Don't forget about rashard lewis having an excellent year.
Also, the suns had lots of success because no one got injured as well.


----------



## DBurks2818 (May 18, 2005)

Oh, great points. I forgot about those.


----------



## shobe42 (Jun 21, 2002)

gian said:


> :laugh:
> 
> Who are those 'people'? Show me a false generalization that wasn't in direct response to another false generalization in this thread by a Heat fan.


here's an example i found real quick.. actually what caused me to post on this board.

[Q]These Laker fans crack me up man. They have all this animosity towards us because according to them we 'stole' their best player.[/Q]

we could care less about a team that think much more about themselves than they really are... a post was made on the board anti-lakers and we're gonna fite it... *we have no animosity, so that makes this post a generalization*


----------



## shobe42 (Jun 21, 2002)

Honestly i feel a lot of the heat/laker issues come from the heat side....

Shaq is real mad at the Lakers and the Lakers don't care... IMO, heat fans have rallied around Shaq on here against Laker fans....

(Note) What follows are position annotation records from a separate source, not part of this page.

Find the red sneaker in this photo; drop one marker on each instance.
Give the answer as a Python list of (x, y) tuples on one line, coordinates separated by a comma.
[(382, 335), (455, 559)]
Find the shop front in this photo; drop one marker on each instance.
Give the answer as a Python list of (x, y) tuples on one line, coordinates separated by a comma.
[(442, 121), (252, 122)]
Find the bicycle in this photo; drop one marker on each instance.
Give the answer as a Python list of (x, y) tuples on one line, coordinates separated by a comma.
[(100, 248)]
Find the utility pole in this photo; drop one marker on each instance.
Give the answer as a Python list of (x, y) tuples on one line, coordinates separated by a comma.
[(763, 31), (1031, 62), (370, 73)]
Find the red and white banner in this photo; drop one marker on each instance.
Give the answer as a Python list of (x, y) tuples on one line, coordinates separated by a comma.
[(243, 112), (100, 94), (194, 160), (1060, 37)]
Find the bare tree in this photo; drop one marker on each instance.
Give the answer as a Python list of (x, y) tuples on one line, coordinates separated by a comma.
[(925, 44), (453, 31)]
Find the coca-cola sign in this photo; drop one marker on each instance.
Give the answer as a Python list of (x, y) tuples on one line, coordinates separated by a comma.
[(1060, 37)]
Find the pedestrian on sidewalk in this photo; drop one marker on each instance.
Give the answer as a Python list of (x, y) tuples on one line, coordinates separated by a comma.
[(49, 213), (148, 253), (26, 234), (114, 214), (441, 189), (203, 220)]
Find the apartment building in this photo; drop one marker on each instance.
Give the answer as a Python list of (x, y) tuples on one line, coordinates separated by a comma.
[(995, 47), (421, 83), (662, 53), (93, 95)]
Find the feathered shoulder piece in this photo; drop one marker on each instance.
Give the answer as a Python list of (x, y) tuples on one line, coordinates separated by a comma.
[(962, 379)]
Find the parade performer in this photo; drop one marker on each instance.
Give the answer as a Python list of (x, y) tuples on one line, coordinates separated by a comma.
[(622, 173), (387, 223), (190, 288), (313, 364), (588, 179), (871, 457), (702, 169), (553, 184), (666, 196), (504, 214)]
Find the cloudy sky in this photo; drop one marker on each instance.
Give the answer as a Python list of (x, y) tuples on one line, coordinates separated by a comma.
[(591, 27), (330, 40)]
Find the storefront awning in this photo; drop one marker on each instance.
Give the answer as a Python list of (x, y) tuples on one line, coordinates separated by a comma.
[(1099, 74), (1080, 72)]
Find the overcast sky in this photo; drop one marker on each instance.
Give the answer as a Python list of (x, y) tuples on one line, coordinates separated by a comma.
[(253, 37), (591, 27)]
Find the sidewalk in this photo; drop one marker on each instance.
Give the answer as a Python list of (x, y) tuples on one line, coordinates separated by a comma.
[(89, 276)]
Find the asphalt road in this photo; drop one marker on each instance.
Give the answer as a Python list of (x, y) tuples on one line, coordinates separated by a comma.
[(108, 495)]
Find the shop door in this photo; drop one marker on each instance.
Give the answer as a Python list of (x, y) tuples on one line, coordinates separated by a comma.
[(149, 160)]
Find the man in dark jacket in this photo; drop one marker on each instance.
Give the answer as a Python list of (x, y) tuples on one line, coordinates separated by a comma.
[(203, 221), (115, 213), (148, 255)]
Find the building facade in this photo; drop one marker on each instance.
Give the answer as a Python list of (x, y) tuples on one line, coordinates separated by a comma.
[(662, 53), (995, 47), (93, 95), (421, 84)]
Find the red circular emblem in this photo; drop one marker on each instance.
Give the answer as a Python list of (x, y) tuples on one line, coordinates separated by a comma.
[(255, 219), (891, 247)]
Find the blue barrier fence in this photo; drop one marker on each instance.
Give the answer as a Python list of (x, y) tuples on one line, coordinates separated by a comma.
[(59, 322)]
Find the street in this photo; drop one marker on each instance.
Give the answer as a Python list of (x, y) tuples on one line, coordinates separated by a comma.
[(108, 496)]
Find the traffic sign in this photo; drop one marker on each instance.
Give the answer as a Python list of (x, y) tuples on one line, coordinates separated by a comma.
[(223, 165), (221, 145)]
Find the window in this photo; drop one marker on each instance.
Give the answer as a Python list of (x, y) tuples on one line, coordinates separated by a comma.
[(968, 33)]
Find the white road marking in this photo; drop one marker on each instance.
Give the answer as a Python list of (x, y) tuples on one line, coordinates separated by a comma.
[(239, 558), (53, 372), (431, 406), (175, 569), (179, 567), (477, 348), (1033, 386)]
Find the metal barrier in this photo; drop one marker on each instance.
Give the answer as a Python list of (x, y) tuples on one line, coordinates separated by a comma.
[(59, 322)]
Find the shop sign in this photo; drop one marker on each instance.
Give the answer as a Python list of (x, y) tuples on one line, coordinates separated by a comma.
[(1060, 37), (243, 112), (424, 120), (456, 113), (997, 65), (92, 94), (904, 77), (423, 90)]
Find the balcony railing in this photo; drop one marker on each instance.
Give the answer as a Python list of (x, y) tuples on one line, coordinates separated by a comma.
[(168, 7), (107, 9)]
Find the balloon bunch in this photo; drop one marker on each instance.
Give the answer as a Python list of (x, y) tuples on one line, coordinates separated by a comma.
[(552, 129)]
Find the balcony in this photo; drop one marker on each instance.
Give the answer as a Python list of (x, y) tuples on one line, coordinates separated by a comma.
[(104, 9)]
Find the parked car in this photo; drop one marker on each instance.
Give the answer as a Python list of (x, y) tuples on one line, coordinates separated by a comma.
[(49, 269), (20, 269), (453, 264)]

we aren't angry b/c 1. we for the most part are glad he's out and 2. what would we have to be jelous of when he really didnt work out for yall... it was what we figured he was injured and didn't come thru when he was needed

so i feel that "most" heat fans have rallied around Shaq and our a lil disapointed at how he turned out while "most" Laker fans really don't care a whole bunch about other teams...


----------



## bear23 (Feb 28, 2005)

shobe42 said:


> Honestly i feel a lot of the heat/laker issues come from the heat side....
> 
> Shaq is real mad at the Lakers and the Lakers don't care... IMO, heat fans have rallied around Shaq on here against Laker fans....
> 
> ...


Did you enjoy the extended off season Shobe


----------



## shobe42 (Jun 21, 2002)

have u watched the news at all lately

so far... HELL YEAH...


----------



## -33- (Aug 6, 2002)

yes it was everything you expected, Shaq was injured? he missed like 11 games out of the 97 we played this reg season + postseason...that's not bad at all....

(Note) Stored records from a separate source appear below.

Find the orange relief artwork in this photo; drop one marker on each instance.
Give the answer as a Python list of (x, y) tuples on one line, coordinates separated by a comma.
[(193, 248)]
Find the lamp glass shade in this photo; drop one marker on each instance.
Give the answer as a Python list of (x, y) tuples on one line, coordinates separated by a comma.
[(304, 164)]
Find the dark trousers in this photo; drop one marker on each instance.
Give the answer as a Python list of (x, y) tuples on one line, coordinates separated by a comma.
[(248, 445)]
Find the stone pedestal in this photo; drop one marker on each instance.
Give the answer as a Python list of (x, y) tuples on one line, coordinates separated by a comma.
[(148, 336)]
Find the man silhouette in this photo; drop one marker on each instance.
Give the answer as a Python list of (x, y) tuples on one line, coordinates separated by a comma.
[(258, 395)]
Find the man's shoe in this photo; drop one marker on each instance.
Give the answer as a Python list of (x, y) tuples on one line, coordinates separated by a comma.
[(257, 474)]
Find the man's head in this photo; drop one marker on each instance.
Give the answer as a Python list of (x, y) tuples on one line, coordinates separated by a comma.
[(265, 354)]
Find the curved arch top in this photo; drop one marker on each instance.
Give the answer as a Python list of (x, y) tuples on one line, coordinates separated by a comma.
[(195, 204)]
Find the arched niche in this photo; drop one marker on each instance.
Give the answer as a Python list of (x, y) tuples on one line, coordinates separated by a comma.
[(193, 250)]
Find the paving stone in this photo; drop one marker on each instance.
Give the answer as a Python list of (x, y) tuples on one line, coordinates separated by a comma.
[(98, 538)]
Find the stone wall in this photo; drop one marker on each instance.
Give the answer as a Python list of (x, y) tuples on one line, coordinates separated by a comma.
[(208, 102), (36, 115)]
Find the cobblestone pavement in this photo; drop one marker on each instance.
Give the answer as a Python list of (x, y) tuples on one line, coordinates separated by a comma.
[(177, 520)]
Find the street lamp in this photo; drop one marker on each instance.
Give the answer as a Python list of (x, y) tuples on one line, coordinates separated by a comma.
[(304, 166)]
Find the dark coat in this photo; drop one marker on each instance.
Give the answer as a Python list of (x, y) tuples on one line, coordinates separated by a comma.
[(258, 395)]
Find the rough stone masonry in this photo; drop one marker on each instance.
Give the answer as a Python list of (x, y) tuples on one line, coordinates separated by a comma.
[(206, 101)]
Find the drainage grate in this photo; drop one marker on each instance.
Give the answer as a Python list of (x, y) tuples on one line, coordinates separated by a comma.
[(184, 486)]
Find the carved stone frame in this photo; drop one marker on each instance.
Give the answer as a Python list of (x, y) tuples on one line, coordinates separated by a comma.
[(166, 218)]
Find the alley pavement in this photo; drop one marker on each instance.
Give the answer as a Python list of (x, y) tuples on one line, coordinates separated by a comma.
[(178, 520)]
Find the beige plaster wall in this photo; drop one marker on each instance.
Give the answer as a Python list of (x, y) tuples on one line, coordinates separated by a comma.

Phil has always had 2 great players, MJ+Pip/Kobe+Shaq, now he doesn't have the luxury...I want to see Phil prove himself as a great coach and do a job without 2 superstars, b/c I don't see the Lakers adding another big piece to the puzzle (although I guess it could happen)

1 season in the books: Advantage, Heat.


----------



## Damian Necronamous (Jun 10, 2002)

Shaq_Diesel said:


> yes it was everything you expected, Shaq was injured? he missed like 11 games out of the 97 we played this reg season + postseason...that's not bad at all....
> 
> Phil has always had 2 great players, MJ+Pip/Kobe+Shaq, now he doesn't have the luxury...I want to see Phil prove himself as a great coach and do a job without 2 superstars, b/c I don't see the Lakers adding another big piece to the puzzle (although I guess it could happen)
> 
> 1 season in the books: Advantage, Heat.


You won't be chirpin so much later this year when you have to re-sign Shaq for 3 years at $30M each...


----------



## DBurks2818 (May 18, 2005)

This whole Phil Jackson thing is funny. Last year, Buss took Kobe's side in the Kobe-Shaq/Phil feud and let Phil and Shaq get away (Shaq had to be traded regardless, people. If Buss holds on to Shaq he can't resign Kobe because Kobe wouldn't stand being the second option any longer. Don't put this all on Shaq) because Buss didn't care for Phil's "slow" offense anymore and Kobe didn't want to cooperate with either of them. 

Buss and Kobe go on to suffer their worst season in a decade (every team had injury problems, don't fall back on that excuse) and now finally see the value in winning basketball games so Buss wants to go back to the same coach he let go one year earlier. I lost a bit of respect for Phil for coming back into the same organization that felt they'd be better off without him such a short while ago.


----------



## Damian Necronamous (Jun 10, 2002)

DBurks2818 said:


> This whole Phil Jackson thing is funny. Last year, Buss took Kobe's side in the Kobe-Shaq/Phil feud and let Phil and Shaq get away (Shaq had to be traded regardless, people. If Buss holds on to Shaq he can't resign Kobe because Kobe wouldn't stand being the second option any longer. Don't put this all on Shaq) because Buss didn't care for Phil's "slow" offense anymore and Kobe didn't want to cooperate with either of them.
> 
> Buss and Kobe go on to suffer their worst season in a decade (every team had injury problems, don't fall back on that excuse) and now finally see the value in winning basketball games so Buss wants to go back to the same coach he let go one year earlier. I lost a bit of respect for Phil for coming back into the same organization that felt they'd be better off without him such a short while ago.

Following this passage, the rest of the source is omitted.